Dictation for the Rest of Us — Built by Apple, Not the Government
I composed this column using what might as well be a new computer.
It really isn't new at all. In fact, it's only a few months away from the expiration of its extended warranty. Incredibly, a $20 system upgrade has transformed it into a heretofore unimaginable powerhouse.
It's likely that most readers here don't know that I have been a big fan of Apple's Macintosh for 27 years, going back to before the things even had hard drives. Back then, Arthur Young, where I worked, was the only one of the then-Big Eight CPA firms using Macs for anything meaningful (it might have had -- cough-cough -- something to do with the fact that Apple was a client). Those who have known me for a long time certainly remember that many years ago I was often a pain in the rear end about how technologically superior Macs were at the time (because they were).
My preference for Macs is by no means the same thing as saying that I'm a big fan of Apple itself, or even a blinders-on acolyte of its late founder Steve Jobs. As a company, it seems that Apple has been too quick to claim full credit for things others largely developed, and far too eager to legally harass and intimidate critics and "leakers." Al Gore's continued presence on the company's Board of Directors is more than a little disturbing. As much as one can't help but be impressed to the point of awe with the development, marketing, and commercial success of the iPod, iPhone, and iPad, I've never been crazy about and don't own any of them, and am among the few holdouts who believe that phones should primarily be for conversation.
Until Saturday, I had begun to think of my current Mac as a nice machine that does a serviceable but insufficiently swift job of helping me get things done -- quite a bit better than most Windows-based machines ever could, but not really cutting edge. Then I installed Mountain Lion.
Somehow, even on a clunky old MacBook like mine, virtually every task moves far more quickly than on any Mac I've ever owned, even brand new ones straight out of the box. That alone was easily worth twenty bucks and an hours-long download on a pretty fast Internet connection. (Confession: Part of my reaction to the speed improvement was the spoiled user's lament: "Where the heck have you guys been the past two years?" Users -- can't live with 'em, can't live without 'em.)
The speed improvement is really nice. But, at the risk of being seen as applying for readmission to the cult, Mountain Lion's dictation program is truly transcendent and insanely great (there I go).
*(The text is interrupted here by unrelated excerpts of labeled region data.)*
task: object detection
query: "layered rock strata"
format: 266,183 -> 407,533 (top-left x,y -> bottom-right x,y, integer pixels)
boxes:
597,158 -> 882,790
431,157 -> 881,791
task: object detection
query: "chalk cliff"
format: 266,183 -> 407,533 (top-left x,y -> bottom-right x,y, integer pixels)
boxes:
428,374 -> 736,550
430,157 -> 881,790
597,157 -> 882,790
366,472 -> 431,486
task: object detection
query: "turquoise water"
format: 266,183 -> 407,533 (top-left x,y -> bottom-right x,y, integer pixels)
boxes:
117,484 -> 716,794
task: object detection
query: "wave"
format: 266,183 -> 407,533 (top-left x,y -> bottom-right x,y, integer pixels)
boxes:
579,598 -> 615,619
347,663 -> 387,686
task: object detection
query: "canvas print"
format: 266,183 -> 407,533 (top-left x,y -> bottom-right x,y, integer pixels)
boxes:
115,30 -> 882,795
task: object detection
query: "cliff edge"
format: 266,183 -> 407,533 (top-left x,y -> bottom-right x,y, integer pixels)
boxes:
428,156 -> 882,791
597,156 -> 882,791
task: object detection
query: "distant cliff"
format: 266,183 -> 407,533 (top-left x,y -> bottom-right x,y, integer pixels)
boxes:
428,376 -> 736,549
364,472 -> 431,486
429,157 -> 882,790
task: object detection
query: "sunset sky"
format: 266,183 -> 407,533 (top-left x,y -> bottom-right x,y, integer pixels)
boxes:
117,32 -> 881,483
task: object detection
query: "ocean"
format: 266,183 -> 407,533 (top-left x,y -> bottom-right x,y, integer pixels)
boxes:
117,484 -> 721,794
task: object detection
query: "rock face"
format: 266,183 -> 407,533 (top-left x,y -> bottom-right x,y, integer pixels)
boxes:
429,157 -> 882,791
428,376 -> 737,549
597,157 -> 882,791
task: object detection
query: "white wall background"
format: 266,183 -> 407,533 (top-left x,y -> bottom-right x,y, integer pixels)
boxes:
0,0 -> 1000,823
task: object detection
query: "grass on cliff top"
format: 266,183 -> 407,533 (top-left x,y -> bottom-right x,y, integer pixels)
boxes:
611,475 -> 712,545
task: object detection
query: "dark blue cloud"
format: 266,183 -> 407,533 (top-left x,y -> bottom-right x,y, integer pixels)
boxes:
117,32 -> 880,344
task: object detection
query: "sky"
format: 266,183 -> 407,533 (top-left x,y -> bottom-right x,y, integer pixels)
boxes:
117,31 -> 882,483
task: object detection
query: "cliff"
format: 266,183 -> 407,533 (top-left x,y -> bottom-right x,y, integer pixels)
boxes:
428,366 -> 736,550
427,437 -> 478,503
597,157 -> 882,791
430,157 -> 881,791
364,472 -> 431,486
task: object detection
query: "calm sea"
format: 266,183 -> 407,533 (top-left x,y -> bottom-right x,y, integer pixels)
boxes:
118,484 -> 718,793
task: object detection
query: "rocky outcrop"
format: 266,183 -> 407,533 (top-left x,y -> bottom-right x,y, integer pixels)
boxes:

Using it is ridiculously simple. First, make a one-time selection to enable dictation in System Preferences. Then, with your cursor appropriately placed in a program or form's entry area, press the Function (fn) key twice. A small dictation icon pointing to where your text will begin when you start speaking appears. To interrupt dictation after speaking for a while to collect your thoughts, press the Function key once; what you've said thus far will appear. Press the Function key again when you're ready to resume. To end dictation, press the Function key twice or click "Done" in the dictation icon. That's all there is to it.
Compare that to what one must do to get dictation working (sort of) in Windows 7: Select speech recognition; set up microphone; take speech tutorial; and train your computer to better understand you.